(359c) The Direct Activation of Targeted Partial Oxidation Reactions in Liquid Phase Via Enhanced Corona Discharge Techniques From Nanofibrous Emitter Electrodes in Microreactor Channels

Pommerenck, J., Oregon State University
Yokochi, A. F. T., Oregon State University
Pommerenck, J., Oregon State University
Kreider, P., Oregon State University
Alanazi, Y., Oregon State University

In this study, the application of carbon nanotubes, grown with randomly dispersed diameters ranging from 10 to 50 nanometers, has been extended to the microscale for liquid phase corona discharge. Metal nanowires and nanotubes have also been examined. While the length scale of the diameter of the nanostructures are hardly on the atomic scale as at the tips of most of the atomically-sharp metal emitters, the material properties of the carbon nanotube emitters is a relativistic playground for electrons and have displayed durability up to 100 h in corona discharge process. A surface covered with a forest of the nanofibrous emitter electrodes activates a larger portion of the fluid than did the single atomically fine metal tips. The application of these discharge processes to the microscale invokes the typical improvements in heat and mass transfer to cool the anode (where the majority of the heat dissipation occurs), the ability to activate these reactions at extremely low electric potentials, and effectively transfer reactive species into the fluid. Flow through systems use forced convection to cool the anode emitter which allows nearer separations. The carbon nanotube allows the turn-on electric potential to be reduced. These enhancements have grand implications for phenomena such as frothy electric discharge which occurs in conducting aqueous fluids and for dc corona discharge in gas phase. The energy requirements of which have been reduced by several orders of magnitude (typical reports list 150 mA at 900 V and hour scale treatment times depending on whether the study is examining glow discharge electrolysis or arc discharge-this study reports 6 mA at almost any desired electric potential (depends on the distance of the carbon nanotube covered wire to the pin and material constraints) and minute scale residence times for similar degradation ratios). This is the first attempt in literature to take nanostructured emitters down to microscale dimensions for liquid phase corona discharge reaction engineering to the author’s knowledge.

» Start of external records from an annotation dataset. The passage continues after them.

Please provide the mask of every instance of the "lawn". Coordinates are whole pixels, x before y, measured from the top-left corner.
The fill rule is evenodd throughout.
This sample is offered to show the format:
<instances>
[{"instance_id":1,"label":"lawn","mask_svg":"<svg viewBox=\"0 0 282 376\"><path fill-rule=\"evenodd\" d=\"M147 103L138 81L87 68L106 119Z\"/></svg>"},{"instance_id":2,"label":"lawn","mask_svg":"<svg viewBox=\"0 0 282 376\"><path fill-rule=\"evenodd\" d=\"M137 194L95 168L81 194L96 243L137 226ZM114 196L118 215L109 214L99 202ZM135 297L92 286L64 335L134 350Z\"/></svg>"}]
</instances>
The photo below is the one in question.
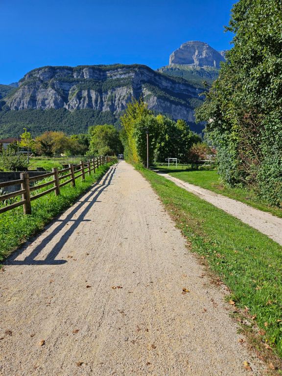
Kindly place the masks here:
<instances>
[{"instance_id":1,"label":"lawn","mask_svg":"<svg viewBox=\"0 0 282 376\"><path fill-rule=\"evenodd\" d=\"M23 207L0 214L0 264L6 257L29 237L42 230L53 218L70 206L77 198L109 169L113 163L100 166L95 174L85 175L85 180L78 178L75 187L68 184L60 188L60 195L52 192L32 201L32 214L24 215ZM61 182L63 181L61 181ZM49 188L45 187L41 190ZM34 194L39 192L35 191Z\"/></svg>"},{"instance_id":2,"label":"lawn","mask_svg":"<svg viewBox=\"0 0 282 376\"><path fill-rule=\"evenodd\" d=\"M256 323L263 341L282 356L282 247L153 171L141 171L187 237L191 252L199 254L230 288L228 299L248 310L253 317L251 326ZM211 184L212 174L208 175Z\"/></svg>"},{"instance_id":3,"label":"lawn","mask_svg":"<svg viewBox=\"0 0 282 376\"><path fill-rule=\"evenodd\" d=\"M282 209L270 206L263 202L255 192L243 188L232 188L225 185L215 170L186 169L185 166L168 168L166 166L157 166L156 168L167 172L171 176L184 182L199 186L216 193L220 193L247 204L263 212L268 212L278 217L282 217Z\"/></svg>"}]
</instances>

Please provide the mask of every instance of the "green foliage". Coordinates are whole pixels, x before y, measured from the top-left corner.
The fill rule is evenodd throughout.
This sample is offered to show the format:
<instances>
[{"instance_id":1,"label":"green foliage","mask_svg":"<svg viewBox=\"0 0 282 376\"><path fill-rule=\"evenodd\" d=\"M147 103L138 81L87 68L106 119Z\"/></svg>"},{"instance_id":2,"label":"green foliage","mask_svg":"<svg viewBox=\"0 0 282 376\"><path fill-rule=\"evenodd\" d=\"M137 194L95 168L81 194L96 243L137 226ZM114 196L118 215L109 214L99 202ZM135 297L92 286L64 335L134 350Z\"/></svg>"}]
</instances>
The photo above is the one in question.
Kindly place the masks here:
<instances>
[{"instance_id":1,"label":"green foliage","mask_svg":"<svg viewBox=\"0 0 282 376\"><path fill-rule=\"evenodd\" d=\"M183 120L175 122L162 115L157 118L160 132L156 160L164 162L166 158L175 158L182 163L189 163L189 150L193 143L201 142L200 137Z\"/></svg>"},{"instance_id":2,"label":"green foliage","mask_svg":"<svg viewBox=\"0 0 282 376\"><path fill-rule=\"evenodd\" d=\"M164 162L169 157L185 163L192 145L201 141L184 120L175 121L163 115L155 116L142 99L128 105L121 122L125 157L134 164L146 164L147 132L149 164L154 160Z\"/></svg>"},{"instance_id":3,"label":"green foliage","mask_svg":"<svg viewBox=\"0 0 282 376\"><path fill-rule=\"evenodd\" d=\"M2 110L0 111L0 138L17 137L24 127L35 137L50 130L64 132L67 135L87 133L90 126L105 123L113 124L118 128L118 116L111 111L102 112L90 108L71 112L65 108Z\"/></svg>"},{"instance_id":4,"label":"green foliage","mask_svg":"<svg viewBox=\"0 0 282 376\"><path fill-rule=\"evenodd\" d=\"M204 81L211 85L213 81L218 77L219 70L210 67L203 68L183 64L174 64L173 66L163 67L159 71L173 77L182 77L193 86L205 89Z\"/></svg>"},{"instance_id":5,"label":"green foliage","mask_svg":"<svg viewBox=\"0 0 282 376\"><path fill-rule=\"evenodd\" d=\"M28 165L26 157L13 151L0 154L0 171L24 171Z\"/></svg>"},{"instance_id":6,"label":"green foliage","mask_svg":"<svg viewBox=\"0 0 282 376\"><path fill-rule=\"evenodd\" d=\"M278 0L240 0L234 47L197 110L218 148L219 171L282 207L282 16Z\"/></svg>"},{"instance_id":7,"label":"green foliage","mask_svg":"<svg viewBox=\"0 0 282 376\"><path fill-rule=\"evenodd\" d=\"M243 310L247 306L250 316L256 316L255 321L250 319L251 327L255 323L263 329L263 342L267 339L282 355L281 246L163 177L145 169L141 172L187 238L192 252L203 256L229 287L236 306Z\"/></svg>"},{"instance_id":8,"label":"green foliage","mask_svg":"<svg viewBox=\"0 0 282 376\"><path fill-rule=\"evenodd\" d=\"M69 184L61 188L59 196L51 192L32 201L31 215L24 215L22 207L2 213L0 215L0 262L73 204L81 193L101 177L111 164L100 166L95 173L91 176L86 174L85 181L78 178L74 188Z\"/></svg>"},{"instance_id":9,"label":"green foliage","mask_svg":"<svg viewBox=\"0 0 282 376\"><path fill-rule=\"evenodd\" d=\"M118 131L113 125L105 124L90 127L89 132L90 155L115 155L122 151Z\"/></svg>"}]
</instances>

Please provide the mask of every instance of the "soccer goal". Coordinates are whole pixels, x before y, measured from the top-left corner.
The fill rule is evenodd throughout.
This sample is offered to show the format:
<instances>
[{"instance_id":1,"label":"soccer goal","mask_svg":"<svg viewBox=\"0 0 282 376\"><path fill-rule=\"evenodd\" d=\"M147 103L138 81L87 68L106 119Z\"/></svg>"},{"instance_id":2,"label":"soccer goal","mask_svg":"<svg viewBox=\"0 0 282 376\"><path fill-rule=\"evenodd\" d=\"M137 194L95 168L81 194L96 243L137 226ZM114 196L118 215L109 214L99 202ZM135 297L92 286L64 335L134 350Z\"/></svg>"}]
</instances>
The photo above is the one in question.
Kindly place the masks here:
<instances>
[{"instance_id":1,"label":"soccer goal","mask_svg":"<svg viewBox=\"0 0 282 376\"><path fill-rule=\"evenodd\" d=\"M176 168L177 168L177 158L166 158L165 161L168 161L168 167L169 167L169 164L171 164L175 163ZM178 160L178 163L179 163L179 160Z\"/></svg>"}]
</instances>

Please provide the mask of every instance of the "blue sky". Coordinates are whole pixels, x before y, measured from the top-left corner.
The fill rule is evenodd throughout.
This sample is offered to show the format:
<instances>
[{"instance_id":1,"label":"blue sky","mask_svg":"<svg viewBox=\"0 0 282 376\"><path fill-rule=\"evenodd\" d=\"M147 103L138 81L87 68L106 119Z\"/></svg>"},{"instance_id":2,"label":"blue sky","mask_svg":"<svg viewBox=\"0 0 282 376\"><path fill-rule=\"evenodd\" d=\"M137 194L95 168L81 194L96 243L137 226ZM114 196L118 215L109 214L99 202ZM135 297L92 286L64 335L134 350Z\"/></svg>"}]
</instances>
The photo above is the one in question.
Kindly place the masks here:
<instances>
[{"instance_id":1,"label":"blue sky","mask_svg":"<svg viewBox=\"0 0 282 376\"><path fill-rule=\"evenodd\" d=\"M230 48L235 0L0 0L0 83L45 65L156 68L188 40Z\"/></svg>"}]
</instances>

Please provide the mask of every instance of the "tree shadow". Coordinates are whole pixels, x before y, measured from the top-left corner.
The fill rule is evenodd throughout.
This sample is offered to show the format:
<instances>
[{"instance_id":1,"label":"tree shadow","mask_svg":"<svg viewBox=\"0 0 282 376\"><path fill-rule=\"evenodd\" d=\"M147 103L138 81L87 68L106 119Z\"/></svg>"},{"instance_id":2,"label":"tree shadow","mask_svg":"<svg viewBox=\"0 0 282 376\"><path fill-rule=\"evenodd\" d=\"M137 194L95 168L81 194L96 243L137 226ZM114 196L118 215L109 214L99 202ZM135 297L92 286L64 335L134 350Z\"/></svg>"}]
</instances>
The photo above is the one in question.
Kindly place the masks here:
<instances>
[{"instance_id":1,"label":"tree shadow","mask_svg":"<svg viewBox=\"0 0 282 376\"><path fill-rule=\"evenodd\" d=\"M32 252L24 260L16 260L16 258L22 254L29 246L27 244L25 247L20 248L18 251L14 252L8 257L5 262L5 265L60 265L67 262L66 260L55 259L59 253L63 248L69 238L77 229L81 222L90 221L90 219L85 219L86 214L89 212L95 203L100 202L97 198L102 192L106 190L112 182L112 180L116 172L116 166L114 165L110 167L108 172L100 179L97 181L95 184L91 187L90 191L85 197L85 199L80 200L77 202L79 203L67 215L64 219L58 218L51 223L48 227L52 225L54 223L57 223L57 226L32 251ZM80 213L77 218L73 219L73 215L75 214L79 209L88 203L87 206ZM35 260L40 252L45 248L53 238L61 231L62 229L67 225L67 223L72 222L68 230L63 235L56 244L53 247L47 257L44 260Z\"/></svg>"}]
</instances>

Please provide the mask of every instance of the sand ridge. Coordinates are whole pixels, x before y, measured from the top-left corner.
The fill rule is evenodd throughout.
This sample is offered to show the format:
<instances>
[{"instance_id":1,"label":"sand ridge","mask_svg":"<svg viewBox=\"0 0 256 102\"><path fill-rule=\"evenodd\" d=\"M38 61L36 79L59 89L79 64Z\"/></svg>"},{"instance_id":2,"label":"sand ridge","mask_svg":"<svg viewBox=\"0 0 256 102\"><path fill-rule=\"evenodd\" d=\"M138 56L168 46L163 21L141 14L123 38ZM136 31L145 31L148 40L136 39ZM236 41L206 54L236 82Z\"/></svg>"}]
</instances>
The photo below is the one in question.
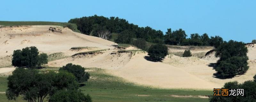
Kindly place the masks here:
<instances>
[{"instance_id":1,"label":"sand ridge","mask_svg":"<svg viewBox=\"0 0 256 102\"><path fill-rule=\"evenodd\" d=\"M59 28L56 29L59 30L56 32L49 31L50 27ZM162 62L155 62L147 60L147 53L145 52L118 52L120 49L111 46L116 44L113 42L74 32L67 28L34 26L2 27L0 30L0 61L4 63L0 64L0 67L10 65L14 50L35 46L40 53L49 55L61 53L61 55L65 56L48 62L47 66L60 67L72 63L85 67L104 69L108 72L128 81L161 88L211 90L220 88L228 81L236 80L243 83L252 79L256 74L256 54L254 53L256 47L252 47L254 45L247 46L250 66L247 72L232 78L220 79L214 77L213 74L216 71L209 66L211 63L216 62L218 59L215 57L213 53L202 59L195 57L182 57L170 54ZM70 49L74 47L91 48ZM206 53L212 49L211 47L168 47L169 52L182 52L188 48L191 49L192 53ZM102 49L104 50L99 53L72 56L78 53ZM125 50L138 49L130 47ZM15 69L9 68L0 69L0 74L11 74L12 70Z\"/></svg>"}]
</instances>

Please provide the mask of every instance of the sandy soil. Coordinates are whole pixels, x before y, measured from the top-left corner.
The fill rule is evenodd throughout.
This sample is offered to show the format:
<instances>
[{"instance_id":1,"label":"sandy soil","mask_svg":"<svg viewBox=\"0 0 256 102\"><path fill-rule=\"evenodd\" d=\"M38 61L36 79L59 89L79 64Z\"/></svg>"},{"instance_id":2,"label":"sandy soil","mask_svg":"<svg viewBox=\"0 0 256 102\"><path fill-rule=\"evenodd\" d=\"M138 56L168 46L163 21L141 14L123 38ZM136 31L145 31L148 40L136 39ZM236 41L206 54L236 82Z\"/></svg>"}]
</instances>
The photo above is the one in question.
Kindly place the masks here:
<instances>
[{"instance_id":1,"label":"sandy soil","mask_svg":"<svg viewBox=\"0 0 256 102\"><path fill-rule=\"evenodd\" d=\"M58 28L49 31L49 27ZM147 60L147 54L142 51L117 53L115 43L95 37L74 32L70 29L52 26L23 26L0 28L0 67L10 65L14 50L27 47L36 46L40 53L48 54L62 52L63 58L48 62L47 65L61 67L72 63L85 67L106 69L107 72L139 84L163 88L207 89L221 88L224 83L236 80L240 83L252 79L256 74L256 47L247 46L250 69L245 74L229 79L220 79L213 75L216 72L209 65L218 58L214 53L202 59L182 57L173 55L166 56L162 62ZM71 50L74 47L88 47ZM190 49L193 53L206 53L211 47L168 46L169 51L184 51ZM74 54L83 52L106 49L93 54ZM126 50L137 50L130 47ZM170 51L171 50L171 51ZM9 75L14 68L0 69L0 75Z\"/></svg>"}]
</instances>

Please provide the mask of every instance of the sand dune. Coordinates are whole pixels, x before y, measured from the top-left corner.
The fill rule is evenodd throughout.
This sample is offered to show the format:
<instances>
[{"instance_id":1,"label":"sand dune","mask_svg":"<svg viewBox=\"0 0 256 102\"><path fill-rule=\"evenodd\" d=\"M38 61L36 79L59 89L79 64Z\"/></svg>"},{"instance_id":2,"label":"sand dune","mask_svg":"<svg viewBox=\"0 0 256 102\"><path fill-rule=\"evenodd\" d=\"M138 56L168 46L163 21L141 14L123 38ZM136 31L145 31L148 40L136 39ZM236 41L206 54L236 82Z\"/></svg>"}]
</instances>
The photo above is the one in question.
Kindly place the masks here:
<instances>
[{"instance_id":1,"label":"sand dune","mask_svg":"<svg viewBox=\"0 0 256 102\"><path fill-rule=\"evenodd\" d=\"M55 27L56 29L50 27ZM113 42L98 37L74 32L67 28L53 26L36 26L0 28L0 67L10 65L13 51L27 47L36 46L40 52L48 54L62 52L62 59L48 62L46 65L60 67L69 63L85 67L106 69L111 74L136 84L164 88L211 89L221 88L225 83L236 80L240 83L252 79L256 74L256 47L247 45L250 68L245 74L227 79L213 76L216 72L209 65L217 58L212 53L202 59L182 57L173 55L166 56L162 62L154 62L145 58L143 51L118 53L111 46ZM71 50L74 47L90 48ZM205 53L211 47L168 47L169 51L181 52L188 48L194 53ZM77 55L79 52L105 49L92 54ZM137 50L130 47L126 50ZM10 73L14 68L0 69L0 73Z\"/></svg>"}]
</instances>

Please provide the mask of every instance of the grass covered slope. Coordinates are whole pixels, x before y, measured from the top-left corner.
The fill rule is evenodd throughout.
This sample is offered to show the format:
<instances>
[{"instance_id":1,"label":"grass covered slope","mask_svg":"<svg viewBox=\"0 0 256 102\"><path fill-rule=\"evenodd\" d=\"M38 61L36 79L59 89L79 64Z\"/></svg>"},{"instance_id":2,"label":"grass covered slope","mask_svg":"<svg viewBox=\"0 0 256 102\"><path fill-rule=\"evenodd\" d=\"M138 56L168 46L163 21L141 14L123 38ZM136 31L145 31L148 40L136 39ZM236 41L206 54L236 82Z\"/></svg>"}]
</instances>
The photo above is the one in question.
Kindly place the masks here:
<instances>
[{"instance_id":1,"label":"grass covered slope","mask_svg":"<svg viewBox=\"0 0 256 102\"><path fill-rule=\"evenodd\" d=\"M47 67L41 71L58 70L55 67ZM85 85L80 89L83 93L90 94L93 102L207 102L208 98L200 96L211 95L211 91L182 89L162 89L138 85L123 79L106 73L104 70L88 68L91 75ZM0 77L0 90L7 89L7 77ZM18 98L15 102L25 102ZM5 94L0 93L1 102L8 101Z\"/></svg>"},{"instance_id":2,"label":"grass covered slope","mask_svg":"<svg viewBox=\"0 0 256 102\"><path fill-rule=\"evenodd\" d=\"M80 33L80 31L77 29L76 24L68 23L45 22L45 21L0 21L0 26L35 26L35 25L54 25L62 26L71 25L73 26L74 32Z\"/></svg>"}]
</instances>

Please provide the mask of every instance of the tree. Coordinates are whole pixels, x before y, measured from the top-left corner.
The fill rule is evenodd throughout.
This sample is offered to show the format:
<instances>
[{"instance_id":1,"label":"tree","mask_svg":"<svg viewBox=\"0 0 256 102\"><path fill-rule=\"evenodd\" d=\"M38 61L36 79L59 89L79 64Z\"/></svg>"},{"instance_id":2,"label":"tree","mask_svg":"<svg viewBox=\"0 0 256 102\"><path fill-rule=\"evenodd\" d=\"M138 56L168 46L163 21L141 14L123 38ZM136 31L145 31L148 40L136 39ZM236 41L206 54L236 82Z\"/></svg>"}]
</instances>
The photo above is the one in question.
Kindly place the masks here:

The target reaction is the oxidative destruction of organics in groundwater with phenol being the example organic. The advantages of the corona discharges at low turn-on electric field strengths will be discussed with respect to the sanitization of groundwater. The ability to operate at 50 V rather than 10 kV at the same current density as at the macroscale is powerfully important both when considering the simplicity of the required pulsing technology, effectiveness of the corona process and reactor design. This improvement is made viable by understanding the corona discharge mechanism, microreactor technology and enhanced nanofibrous electrodes. The application of microscale reaction engineering technology and the nanofibrous emitter electrode corona discharge process to aqueous systems will have remarkable implications in every area of the chemical industry. Purifications, reaction chemistry and separations can be accomplished using the enabling techniques developed during this study to achieve energy savings two orders of magnitude greater than currently available world-wide for electric discharge technologies.